Was denken Sie, was ist Putins Endziel?
Ich glaube nicht, dass er seine strategischen Ziele geändert hat. Er will immer noch die Ukraine als unabhängige Nation auslöschen. Er will immer noch die Selenskyj-Regierung stürzen. Alles, was er sagt, stimmt mit dem überein, was er tut, um den Kampf in der Ukraine fortzusetzen. Unserer Meinung nach hat er in diesem Jahr keine anderen strategischen Ziele erreicht.

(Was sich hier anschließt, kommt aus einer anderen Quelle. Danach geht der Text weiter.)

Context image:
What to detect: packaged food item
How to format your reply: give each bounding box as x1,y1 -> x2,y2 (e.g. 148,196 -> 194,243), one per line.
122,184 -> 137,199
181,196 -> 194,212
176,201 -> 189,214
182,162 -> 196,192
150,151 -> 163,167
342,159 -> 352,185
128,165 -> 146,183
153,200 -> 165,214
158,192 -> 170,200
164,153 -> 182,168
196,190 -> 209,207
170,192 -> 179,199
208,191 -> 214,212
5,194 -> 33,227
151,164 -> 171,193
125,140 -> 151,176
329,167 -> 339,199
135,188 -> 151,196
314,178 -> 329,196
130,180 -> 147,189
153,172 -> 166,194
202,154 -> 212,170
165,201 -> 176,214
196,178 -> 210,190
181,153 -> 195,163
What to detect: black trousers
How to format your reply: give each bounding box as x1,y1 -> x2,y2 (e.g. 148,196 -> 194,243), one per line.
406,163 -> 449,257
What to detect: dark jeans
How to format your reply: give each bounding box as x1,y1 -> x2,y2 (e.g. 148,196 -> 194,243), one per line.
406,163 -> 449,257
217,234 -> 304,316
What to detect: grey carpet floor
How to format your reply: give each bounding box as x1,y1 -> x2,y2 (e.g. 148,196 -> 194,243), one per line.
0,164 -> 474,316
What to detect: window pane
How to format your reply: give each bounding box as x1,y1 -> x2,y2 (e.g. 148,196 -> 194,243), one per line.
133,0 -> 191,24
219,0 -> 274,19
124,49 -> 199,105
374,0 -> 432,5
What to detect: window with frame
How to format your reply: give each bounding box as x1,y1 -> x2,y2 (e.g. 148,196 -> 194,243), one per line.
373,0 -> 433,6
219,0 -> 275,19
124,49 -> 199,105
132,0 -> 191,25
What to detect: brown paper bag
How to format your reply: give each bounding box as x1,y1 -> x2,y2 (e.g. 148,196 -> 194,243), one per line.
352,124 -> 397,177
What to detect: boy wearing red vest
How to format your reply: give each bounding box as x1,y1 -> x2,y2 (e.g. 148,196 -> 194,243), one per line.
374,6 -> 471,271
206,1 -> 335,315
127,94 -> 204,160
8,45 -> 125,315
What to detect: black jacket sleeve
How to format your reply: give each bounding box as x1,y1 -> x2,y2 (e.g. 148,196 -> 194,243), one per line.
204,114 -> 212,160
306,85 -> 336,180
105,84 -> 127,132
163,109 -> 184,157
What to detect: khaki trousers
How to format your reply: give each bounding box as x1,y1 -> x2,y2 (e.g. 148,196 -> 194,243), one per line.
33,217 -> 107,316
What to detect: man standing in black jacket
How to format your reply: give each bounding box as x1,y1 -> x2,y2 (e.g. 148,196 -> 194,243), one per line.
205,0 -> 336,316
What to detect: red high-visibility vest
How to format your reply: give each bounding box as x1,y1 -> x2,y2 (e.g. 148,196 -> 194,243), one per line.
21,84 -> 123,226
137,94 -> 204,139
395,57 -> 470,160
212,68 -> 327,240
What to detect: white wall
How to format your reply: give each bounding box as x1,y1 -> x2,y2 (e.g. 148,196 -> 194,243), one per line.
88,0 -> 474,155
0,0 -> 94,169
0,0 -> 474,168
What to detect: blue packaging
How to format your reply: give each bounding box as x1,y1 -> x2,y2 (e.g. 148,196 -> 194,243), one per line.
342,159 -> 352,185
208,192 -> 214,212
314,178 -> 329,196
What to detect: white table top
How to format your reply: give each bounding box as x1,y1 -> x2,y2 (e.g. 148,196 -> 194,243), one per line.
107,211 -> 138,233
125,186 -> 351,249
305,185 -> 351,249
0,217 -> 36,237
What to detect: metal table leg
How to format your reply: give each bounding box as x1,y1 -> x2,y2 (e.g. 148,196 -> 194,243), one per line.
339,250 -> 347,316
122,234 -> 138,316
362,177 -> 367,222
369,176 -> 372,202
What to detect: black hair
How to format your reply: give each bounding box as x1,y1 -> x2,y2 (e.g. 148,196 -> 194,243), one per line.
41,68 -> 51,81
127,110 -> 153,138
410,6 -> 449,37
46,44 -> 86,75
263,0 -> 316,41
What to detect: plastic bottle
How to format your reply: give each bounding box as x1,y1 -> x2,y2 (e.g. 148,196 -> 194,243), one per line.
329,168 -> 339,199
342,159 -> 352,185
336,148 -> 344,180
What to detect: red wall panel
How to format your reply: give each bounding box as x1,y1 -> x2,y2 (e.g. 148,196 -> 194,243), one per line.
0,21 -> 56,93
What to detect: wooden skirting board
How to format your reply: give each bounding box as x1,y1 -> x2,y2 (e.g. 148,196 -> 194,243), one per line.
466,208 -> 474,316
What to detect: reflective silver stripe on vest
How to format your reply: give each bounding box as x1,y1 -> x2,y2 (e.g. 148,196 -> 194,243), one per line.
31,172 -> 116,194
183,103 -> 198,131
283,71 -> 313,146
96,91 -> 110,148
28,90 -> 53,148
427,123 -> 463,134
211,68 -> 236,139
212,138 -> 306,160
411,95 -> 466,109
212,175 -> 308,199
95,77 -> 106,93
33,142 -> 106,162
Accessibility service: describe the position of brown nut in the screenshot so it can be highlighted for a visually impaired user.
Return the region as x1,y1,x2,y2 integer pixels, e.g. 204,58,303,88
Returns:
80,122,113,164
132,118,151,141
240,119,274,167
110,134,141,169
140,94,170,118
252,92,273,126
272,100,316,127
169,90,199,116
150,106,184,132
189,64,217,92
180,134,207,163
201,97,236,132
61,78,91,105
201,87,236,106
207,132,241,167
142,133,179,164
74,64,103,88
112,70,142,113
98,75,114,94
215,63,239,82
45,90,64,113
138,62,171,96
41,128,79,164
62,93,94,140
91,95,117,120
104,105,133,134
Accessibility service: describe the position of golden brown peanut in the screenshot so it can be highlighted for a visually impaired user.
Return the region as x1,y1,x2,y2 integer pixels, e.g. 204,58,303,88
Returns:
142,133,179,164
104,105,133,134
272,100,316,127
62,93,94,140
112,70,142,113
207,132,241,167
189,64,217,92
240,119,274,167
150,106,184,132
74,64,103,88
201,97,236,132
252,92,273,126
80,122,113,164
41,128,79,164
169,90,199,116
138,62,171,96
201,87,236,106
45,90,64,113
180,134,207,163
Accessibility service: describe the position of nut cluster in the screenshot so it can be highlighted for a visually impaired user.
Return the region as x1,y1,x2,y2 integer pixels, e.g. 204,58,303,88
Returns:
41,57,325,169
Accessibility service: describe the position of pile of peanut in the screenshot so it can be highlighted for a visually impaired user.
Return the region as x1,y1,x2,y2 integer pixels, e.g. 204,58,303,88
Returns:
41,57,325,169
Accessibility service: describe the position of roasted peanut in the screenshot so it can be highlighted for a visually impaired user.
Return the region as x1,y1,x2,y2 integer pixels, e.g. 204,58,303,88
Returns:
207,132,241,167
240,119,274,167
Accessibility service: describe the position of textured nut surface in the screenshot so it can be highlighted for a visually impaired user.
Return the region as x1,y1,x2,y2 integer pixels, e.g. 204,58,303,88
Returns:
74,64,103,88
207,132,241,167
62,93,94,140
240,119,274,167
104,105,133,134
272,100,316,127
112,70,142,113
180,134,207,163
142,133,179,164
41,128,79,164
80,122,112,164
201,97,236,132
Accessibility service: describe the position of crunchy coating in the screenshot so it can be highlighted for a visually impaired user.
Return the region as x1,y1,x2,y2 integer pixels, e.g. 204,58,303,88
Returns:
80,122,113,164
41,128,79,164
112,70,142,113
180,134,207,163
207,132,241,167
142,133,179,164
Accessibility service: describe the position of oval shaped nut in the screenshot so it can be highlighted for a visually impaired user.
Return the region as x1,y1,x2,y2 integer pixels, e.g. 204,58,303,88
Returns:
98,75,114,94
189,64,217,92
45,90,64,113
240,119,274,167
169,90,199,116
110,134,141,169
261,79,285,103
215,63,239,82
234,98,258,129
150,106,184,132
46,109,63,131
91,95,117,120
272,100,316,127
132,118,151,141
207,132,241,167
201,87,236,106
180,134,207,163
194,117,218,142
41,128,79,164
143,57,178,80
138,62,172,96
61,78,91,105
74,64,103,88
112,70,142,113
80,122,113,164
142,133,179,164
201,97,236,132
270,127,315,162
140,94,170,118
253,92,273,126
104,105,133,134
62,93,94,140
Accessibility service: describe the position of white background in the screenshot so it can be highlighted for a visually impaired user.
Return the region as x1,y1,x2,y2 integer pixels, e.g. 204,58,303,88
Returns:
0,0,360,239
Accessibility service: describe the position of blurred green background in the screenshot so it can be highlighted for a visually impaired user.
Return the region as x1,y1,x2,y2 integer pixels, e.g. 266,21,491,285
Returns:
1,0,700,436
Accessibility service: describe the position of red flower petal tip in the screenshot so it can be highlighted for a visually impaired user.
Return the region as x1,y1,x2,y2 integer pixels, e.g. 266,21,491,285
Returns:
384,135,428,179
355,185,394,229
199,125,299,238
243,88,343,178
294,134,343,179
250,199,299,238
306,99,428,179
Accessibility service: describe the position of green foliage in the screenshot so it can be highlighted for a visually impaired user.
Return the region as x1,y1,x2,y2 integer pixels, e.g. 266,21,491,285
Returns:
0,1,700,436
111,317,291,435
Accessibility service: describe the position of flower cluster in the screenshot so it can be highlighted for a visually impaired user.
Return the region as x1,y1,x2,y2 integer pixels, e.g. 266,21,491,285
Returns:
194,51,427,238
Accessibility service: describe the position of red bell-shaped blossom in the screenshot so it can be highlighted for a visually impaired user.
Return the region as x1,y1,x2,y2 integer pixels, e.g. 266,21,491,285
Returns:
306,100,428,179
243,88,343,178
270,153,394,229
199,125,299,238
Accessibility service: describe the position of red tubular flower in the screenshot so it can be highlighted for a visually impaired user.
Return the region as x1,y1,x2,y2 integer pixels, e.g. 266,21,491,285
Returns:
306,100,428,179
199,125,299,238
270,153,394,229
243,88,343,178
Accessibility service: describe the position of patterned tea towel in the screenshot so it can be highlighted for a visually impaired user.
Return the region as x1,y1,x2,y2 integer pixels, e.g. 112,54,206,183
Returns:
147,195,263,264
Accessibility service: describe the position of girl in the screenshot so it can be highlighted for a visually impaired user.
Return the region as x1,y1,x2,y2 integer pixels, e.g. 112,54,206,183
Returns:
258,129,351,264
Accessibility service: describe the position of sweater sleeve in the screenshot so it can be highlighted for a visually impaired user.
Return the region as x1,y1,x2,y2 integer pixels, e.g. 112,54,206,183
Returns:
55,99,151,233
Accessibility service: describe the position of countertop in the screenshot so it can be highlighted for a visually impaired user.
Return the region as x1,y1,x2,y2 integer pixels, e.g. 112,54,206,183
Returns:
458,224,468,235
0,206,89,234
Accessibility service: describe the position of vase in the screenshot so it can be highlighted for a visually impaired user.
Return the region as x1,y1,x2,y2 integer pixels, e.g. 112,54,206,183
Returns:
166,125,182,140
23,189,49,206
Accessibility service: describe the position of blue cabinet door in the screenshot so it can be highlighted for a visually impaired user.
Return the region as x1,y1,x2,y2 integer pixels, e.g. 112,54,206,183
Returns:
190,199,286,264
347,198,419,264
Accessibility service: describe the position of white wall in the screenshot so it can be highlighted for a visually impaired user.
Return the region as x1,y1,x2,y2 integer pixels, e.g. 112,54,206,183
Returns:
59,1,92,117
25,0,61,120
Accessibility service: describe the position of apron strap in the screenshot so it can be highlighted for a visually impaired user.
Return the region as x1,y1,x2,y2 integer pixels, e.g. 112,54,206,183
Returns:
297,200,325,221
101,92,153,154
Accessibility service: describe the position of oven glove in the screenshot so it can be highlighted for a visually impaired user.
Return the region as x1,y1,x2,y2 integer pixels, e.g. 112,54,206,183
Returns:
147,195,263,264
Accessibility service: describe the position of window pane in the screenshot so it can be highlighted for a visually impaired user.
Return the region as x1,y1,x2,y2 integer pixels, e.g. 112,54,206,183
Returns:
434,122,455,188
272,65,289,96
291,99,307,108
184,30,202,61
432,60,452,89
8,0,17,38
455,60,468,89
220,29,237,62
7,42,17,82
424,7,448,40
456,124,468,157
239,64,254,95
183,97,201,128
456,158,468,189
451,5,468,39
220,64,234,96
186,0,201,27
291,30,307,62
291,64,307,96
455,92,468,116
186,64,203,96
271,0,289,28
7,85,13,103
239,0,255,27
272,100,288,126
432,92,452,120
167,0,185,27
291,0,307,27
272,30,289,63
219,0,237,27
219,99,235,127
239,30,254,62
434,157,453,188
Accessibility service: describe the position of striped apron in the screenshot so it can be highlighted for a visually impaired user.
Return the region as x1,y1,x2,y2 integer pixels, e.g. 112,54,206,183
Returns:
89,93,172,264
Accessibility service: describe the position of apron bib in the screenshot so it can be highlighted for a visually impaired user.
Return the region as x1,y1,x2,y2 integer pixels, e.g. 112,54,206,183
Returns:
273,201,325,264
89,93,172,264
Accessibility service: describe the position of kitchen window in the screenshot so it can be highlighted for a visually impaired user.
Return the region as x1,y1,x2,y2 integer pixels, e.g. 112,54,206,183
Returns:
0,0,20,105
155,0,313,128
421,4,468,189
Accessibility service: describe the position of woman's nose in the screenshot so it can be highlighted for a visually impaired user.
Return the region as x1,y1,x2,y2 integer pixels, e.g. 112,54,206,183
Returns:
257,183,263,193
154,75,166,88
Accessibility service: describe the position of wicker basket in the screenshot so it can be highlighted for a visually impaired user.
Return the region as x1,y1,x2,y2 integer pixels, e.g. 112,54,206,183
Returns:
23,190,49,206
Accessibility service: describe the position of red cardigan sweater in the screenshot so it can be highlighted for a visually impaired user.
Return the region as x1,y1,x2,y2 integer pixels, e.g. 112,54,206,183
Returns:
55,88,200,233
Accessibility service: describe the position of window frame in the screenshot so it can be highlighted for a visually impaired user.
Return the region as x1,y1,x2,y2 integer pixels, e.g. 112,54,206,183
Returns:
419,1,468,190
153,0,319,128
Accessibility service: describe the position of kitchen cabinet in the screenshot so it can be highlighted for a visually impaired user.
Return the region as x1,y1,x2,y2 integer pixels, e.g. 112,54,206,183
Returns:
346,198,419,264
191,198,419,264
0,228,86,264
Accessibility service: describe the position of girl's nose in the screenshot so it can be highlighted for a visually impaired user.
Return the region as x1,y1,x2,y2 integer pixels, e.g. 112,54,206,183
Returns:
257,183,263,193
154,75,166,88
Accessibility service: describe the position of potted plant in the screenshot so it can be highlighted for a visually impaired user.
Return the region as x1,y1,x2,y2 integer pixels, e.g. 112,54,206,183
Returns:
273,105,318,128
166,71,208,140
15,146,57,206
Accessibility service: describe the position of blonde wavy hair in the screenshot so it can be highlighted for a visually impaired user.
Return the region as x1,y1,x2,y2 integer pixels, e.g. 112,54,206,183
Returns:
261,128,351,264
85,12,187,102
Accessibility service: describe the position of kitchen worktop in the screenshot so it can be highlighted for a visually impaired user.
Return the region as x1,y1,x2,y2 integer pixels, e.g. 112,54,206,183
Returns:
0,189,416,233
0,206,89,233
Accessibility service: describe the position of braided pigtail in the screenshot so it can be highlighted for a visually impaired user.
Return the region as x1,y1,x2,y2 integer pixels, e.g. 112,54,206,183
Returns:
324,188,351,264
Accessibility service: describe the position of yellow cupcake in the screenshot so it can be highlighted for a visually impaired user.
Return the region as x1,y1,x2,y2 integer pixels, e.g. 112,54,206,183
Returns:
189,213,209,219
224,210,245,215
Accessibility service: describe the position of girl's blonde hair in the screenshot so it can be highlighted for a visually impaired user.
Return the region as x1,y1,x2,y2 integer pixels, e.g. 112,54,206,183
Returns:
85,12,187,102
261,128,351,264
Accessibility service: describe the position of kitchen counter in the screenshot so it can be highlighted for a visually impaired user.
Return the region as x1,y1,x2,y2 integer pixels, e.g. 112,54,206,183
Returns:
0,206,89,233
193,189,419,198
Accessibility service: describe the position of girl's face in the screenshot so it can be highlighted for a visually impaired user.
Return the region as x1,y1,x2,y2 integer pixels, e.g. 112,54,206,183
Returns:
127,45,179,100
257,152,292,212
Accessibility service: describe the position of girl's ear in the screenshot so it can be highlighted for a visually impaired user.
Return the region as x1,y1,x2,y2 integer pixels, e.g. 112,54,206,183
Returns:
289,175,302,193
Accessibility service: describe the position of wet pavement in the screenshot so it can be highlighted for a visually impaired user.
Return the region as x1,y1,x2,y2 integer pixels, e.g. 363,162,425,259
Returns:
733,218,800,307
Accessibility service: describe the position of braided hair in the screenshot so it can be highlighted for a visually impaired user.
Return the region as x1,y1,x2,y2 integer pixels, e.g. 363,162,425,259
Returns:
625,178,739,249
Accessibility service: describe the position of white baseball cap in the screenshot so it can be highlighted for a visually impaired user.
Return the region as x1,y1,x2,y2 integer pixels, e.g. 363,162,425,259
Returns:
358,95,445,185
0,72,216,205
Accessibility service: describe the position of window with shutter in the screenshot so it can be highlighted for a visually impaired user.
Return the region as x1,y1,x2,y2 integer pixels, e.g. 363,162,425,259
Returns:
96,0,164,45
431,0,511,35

Der Präsident der Vereinigten Staaten war erst vor einer Woche in Kiew. Die Selenskyj-Regierung ist immer noch an der Macht, die Demokratie in der Ukraine gedeiht immer noch. Und das ukrainische Volk inspiriert die Welt mit seiner Entschlossenheit und seinem Mut, für sein Land zu kämpfen. Putin hat bereits mehr als die Hälfte des ukrainischen Territoriums verloren, das er noch vor einem Jahr innehatte. Die Ukrainer tun weiterhin alles dafür, noch mehr ihres Landes zurückzuerobern. Wir glauben also nicht, dass Herr Putin seine großen Ziele geändert hat. Aber wir glauben, dass es ihm definitiv nicht gelungen ist, seine Ziele zu erreichen.